Читаем Братоубийцы полностью

– Они – наши братья! – подскочил учитель из Халикаса, тоже ушедший в горы. – Наши братья китайцы! Нет больше "края света”, все мы – один дом и один двор. Все мы – униженные и оскорбленные – братья, и один у нас отец.

– Кто?

– Ленин.

– А не Христос?

– А ты полистай, отец, Евангелие: там есть продолжение. Почитай пятое евангелие: «От Ленина святаго евангелия чтение!» Там увидишь: нет больше греков, болгар, китайцев. Все мы братья. Все гонимые, униженные, все алчущие и жаждущие правды. Желтые, черные, белые. Открой свое сердце, отец Янарос, впусти их всех! Не скупись на любовь! Шире грудь!

Коротышка Лукас, комиссар, в черном платке на волосах, с колючей рыжей бородой, с кабаньим клыком-амулетом на шее, схватил отца Янароса за плечо

– Давай-ка, батюшка, спляши зембекико17, – закричал он, – притопни ногой, не жалей земли, нас она не пожалеет. Пасха на носу! Христос воскресе! Народ воскресе из мертвых!

Он повернулся к партизанам.

– Давай, ребята, Гимн!

И в тот же миг у костра грянул, свирепо и победно новый пасхальный тропарь: «Народ воскресе из мертвых, смертию смерть поправ…»

– Видишь, отец, – сказал учитель, – мы мало что изменили: вместо "Христос” сделали "народ”. Это то же самое. Так зовут сегодня Бога.

– Народ – не Бог, – прервал его разгневанный священник. Беда, если бы он был Им!

– Беда, если бы Им был другой, ваш, – возразил учитель, – тот, что смотрит, как дети умирают с голоду, и пальцем не шевельнет.

– Пока есть голодные дети, нет Бога! – возбужденно закричала какая-то девушка, погрозив кулаком священнику, словно тот был во всем виноват.
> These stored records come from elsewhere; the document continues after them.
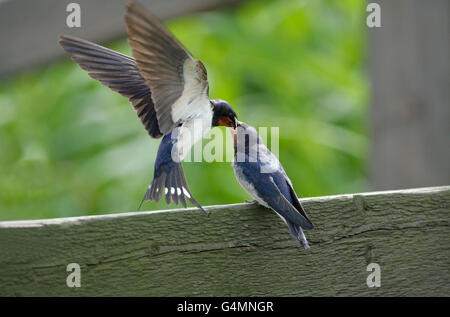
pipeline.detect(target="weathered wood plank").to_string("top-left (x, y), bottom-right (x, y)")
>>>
top-left (0, 186), bottom-right (450, 296)
top-left (0, 0), bottom-right (246, 78)
top-left (368, 0), bottom-right (450, 190)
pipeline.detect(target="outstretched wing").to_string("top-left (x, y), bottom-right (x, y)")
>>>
top-left (125, 2), bottom-right (212, 134)
top-left (143, 133), bottom-right (208, 215)
top-left (59, 35), bottom-right (162, 138)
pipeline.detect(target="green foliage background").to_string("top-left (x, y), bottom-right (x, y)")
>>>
top-left (0, 0), bottom-right (369, 220)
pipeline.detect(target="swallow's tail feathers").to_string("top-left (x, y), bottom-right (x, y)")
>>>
top-left (285, 219), bottom-right (309, 250)
top-left (144, 163), bottom-right (209, 215)
top-left (287, 181), bottom-right (314, 229)
top-left (267, 180), bottom-right (314, 229)
top-left (143, 134), bottom-right (208, 215)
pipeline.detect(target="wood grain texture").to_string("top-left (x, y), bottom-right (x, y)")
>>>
top-left (368, 0), bottom-right (450, 190)
top-left (0, 186), bottom-right (450, 296)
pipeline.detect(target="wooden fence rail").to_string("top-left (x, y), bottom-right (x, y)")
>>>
top-left (0, 186), bottom-right (450, 296)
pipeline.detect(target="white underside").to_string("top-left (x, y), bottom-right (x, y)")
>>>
top-left (171, 59), bottom-right (213, 162)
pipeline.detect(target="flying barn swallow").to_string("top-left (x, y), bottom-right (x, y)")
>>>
top-left (231, 122), bottom-right (314, 249)
top-left (59, 2), bottom-right (237, 214)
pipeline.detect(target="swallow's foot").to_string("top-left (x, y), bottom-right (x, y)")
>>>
top-left (300, 240), bottom-right (309, 250)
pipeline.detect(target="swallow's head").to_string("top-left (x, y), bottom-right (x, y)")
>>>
top-left (231, 120), bottom-right (264, 151)
top-left (211, 99), bottom-right (238, 129)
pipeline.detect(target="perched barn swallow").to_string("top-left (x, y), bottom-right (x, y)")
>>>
top-left (231, 122), bottom-right (314, 249)
top-left (59, 2), bottom-right (237, 214)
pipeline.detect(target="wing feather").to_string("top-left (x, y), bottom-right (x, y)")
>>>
top-left (59, 35), bottom-right (162, 138)
top-left (125, 2), bottom-right (212, 134)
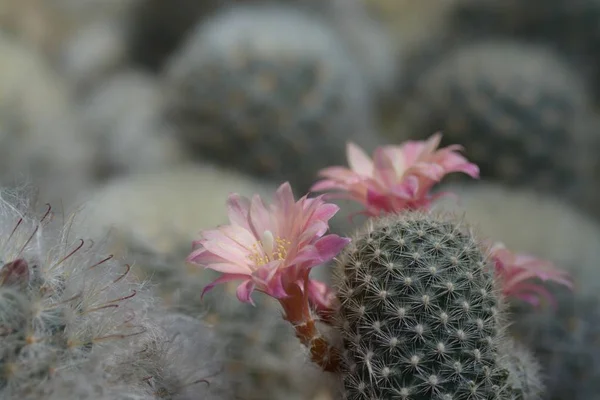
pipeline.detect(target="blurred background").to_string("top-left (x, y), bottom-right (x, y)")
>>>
top-left (0, 0), bottom-right (600, 399)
Отец Янарос молчал. Он мог бы многое сказать в защиту Бога, но молчал. Кто же может враждовать с огнем, с землетрясением, с юностью? Он смотрел изумленными глазами на разгоряченных статных партизан и партизанок, и пот тёк у него по лбу. Он силился собраться с мыслями, увидеть, понять. «Грешен, Господи, – думал он, – может, это и есть новая религия? Каким большим вдруг стало сердце человека! Раньше вмещало только домочадцев: мать, отца, братьев. Было оно маленькое-маленькое, тесное. Вмещало, самое большее Янину и Эпир. Вмещало, самое большее, Македонию, Румелию, Пелопоннес, островную Грецию и разве что еще Константинополь. Больше уже не могло. А тут, смотри-ка, вмещает весь мир! Да что же это за новая напасть, Господи? Вставай, говорят, и пляши из-за китайцев, из-за индусов, из-за арабов! Я не могу. Мое сердце вмещает, только греков. Может, и правда я состарился, я, отец Янарос, тот, кто бахвалился, что ему двадцать лет, ну, от силы, двадцать два, и что старость его не берет? На такой прыжок – нет, не способен я!»
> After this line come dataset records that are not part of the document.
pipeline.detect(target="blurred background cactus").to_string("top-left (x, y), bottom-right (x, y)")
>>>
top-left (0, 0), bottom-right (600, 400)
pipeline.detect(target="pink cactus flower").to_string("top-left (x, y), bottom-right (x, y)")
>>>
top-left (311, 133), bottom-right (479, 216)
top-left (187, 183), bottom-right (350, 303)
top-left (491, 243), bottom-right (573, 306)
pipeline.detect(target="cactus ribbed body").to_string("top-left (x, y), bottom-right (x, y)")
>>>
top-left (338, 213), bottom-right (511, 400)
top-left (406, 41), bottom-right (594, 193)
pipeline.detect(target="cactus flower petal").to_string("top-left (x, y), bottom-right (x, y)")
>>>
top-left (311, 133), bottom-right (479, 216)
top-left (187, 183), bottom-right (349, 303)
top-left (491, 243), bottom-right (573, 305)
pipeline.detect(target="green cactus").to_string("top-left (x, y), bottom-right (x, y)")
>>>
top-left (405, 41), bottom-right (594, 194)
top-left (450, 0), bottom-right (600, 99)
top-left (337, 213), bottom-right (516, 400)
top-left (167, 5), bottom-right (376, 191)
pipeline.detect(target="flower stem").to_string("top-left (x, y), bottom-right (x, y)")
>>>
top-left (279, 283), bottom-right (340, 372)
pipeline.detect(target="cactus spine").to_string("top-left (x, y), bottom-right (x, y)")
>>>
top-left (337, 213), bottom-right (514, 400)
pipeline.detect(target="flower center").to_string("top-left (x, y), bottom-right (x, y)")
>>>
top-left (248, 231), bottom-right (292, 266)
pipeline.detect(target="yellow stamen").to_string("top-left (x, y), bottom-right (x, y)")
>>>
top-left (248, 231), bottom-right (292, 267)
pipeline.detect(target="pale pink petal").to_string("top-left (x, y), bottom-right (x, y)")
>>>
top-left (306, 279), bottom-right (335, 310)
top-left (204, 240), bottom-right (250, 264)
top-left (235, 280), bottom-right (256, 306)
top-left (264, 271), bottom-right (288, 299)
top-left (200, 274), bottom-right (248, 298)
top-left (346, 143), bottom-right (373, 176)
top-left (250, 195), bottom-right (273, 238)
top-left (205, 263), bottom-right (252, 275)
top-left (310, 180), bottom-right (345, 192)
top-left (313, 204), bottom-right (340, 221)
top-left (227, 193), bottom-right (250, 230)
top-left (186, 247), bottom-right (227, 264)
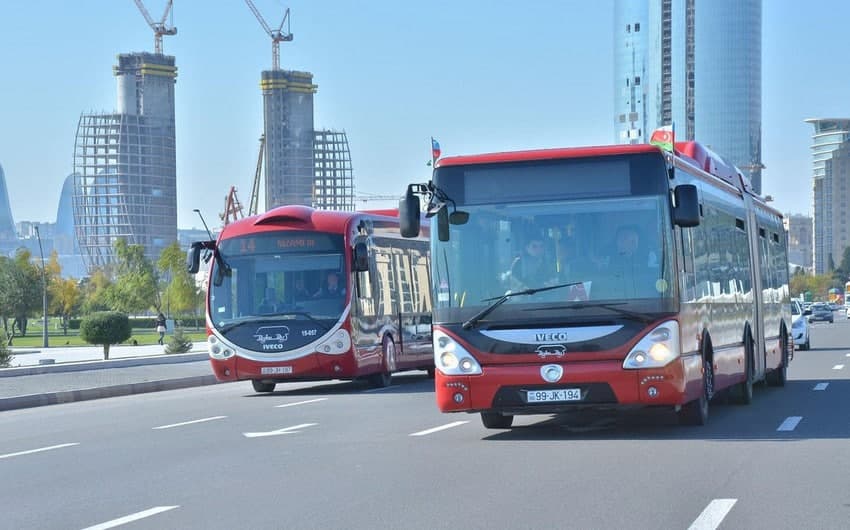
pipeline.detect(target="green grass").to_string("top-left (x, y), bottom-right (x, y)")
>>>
top-left (7, 326), bottom-right (207, 348)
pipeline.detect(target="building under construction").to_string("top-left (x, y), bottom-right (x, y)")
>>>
top-left (313, 129), bottom-right (355, 211)
top-left (73, 53), bottom-right (177, 269)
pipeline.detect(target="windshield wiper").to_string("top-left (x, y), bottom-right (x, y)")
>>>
top-left (263, 311), bottom-right (331, 331)
top-left (524, 302), bottom-right (654, 323)
top-left (463, 282), bottom-right (584, 329)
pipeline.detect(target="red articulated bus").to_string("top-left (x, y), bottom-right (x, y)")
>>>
top-left (187, 206), bottom-right (434, 392)
top-left (400, 135), bottom-right (793, 428)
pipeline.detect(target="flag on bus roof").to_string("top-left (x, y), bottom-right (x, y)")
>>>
top-left (431, 136), bottom-right (440, 161)
top-left (649, 125), bottom-right (676, 151)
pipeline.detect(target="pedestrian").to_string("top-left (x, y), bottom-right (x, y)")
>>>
top-left (156, 313), bottom-right (165, 346)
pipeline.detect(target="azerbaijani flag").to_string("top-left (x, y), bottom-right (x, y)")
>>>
top-left (431, 136), bottom-right (440, 160)
top-left (649, 125), bottom-right (676, 151)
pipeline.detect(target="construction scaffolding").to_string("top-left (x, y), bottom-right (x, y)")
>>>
top-left (313, 129), bottom-right (355, 211)
top-left (73, 53), bottom-right (177, 270)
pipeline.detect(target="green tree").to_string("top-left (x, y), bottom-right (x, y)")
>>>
top-left (165, 326), bottom-right (192, 353)
top-left (80, 311), bottom-right (133, 359)
top-left (106, 239), bottom-right (161, 313)
top-left (157, 241), bottom-right (200, 314)
top-left (80, 268), bottom-right (112, 314)
top-left (0, 248), bottom-right (42, 342)
top-left (49, 278), bottom-right (82, 335)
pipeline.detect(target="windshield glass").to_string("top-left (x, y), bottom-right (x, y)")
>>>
top-left (433, 196), bottom-right (675, 320)
top-left (210, 231), bottom-right (348, 330)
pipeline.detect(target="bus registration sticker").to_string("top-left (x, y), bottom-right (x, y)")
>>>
top-left (526, 388), bottom-right (581, 403)
top-left (260, 366), bottom-right (292, 375)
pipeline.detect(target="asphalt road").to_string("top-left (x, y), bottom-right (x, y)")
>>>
top-left (0, 315), bottom-right (850, 529)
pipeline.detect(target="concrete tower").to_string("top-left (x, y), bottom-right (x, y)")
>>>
top-left (73, 53), bottom-right (177, 269)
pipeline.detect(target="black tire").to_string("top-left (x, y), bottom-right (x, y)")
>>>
top-left (481, 412), bottom-right (514, 429)
top-left (369, 335), bottom-right (395, 388)
top-left (764, 335), bottom-right (788, 386)
top-left (734, 330), bottom-right (753, 405)
top-left (251, 379), bottom-right (275, 392)
top-left (679, 355), bottom-right (714, 425)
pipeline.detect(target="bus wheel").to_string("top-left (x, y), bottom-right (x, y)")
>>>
top-left (251, 379), bottom-right (275, 392)
top-left (679, 356), bottom-right (714, 425)
top-left (735, 330), bottom-right (753, 405)
top-left (765, 335), bottom-right (788, 386)
top-left (481, 412), bottom-right (514, 429)
top-left (369, 335), bottom-right (396, 388)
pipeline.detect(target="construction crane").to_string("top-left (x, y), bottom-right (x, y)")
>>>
top-left (218, 186), bottom-right (244, 227)
top-left (248, 134), bottom-right (266, 215)
top-left (243, 0), bottom-right (292, 70)
top-left (135, 0), bottom-right (177, 55)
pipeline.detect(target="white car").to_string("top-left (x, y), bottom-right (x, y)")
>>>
top-left (791, 300), bottom-right (810, 350)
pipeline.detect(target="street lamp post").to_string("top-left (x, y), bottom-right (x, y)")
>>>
top-left (35, 225), bottom-right (50, 348)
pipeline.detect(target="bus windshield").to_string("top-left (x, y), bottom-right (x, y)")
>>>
top-left (432, 195), bottom-right (675, 322)
top-left (209, 231), bottom-right (349, 331)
Комиссар Лукас посмотрел, покосился на отца Янароса, в задумчивости опиравшегося на посох, подошел к нему. На его свирепом, резко очерченном лице заиграла насмешливая улыбка, голос был полон издевки.

– Для твоего же блага говорю, отец: не суйся между двух ружей! Иначе все пули – и черные, и красные – будут твои. Решайся, иди с нами. Тысячи людей встанут перед тобой и заслонят. А так ты ходишь один – пиши пропало.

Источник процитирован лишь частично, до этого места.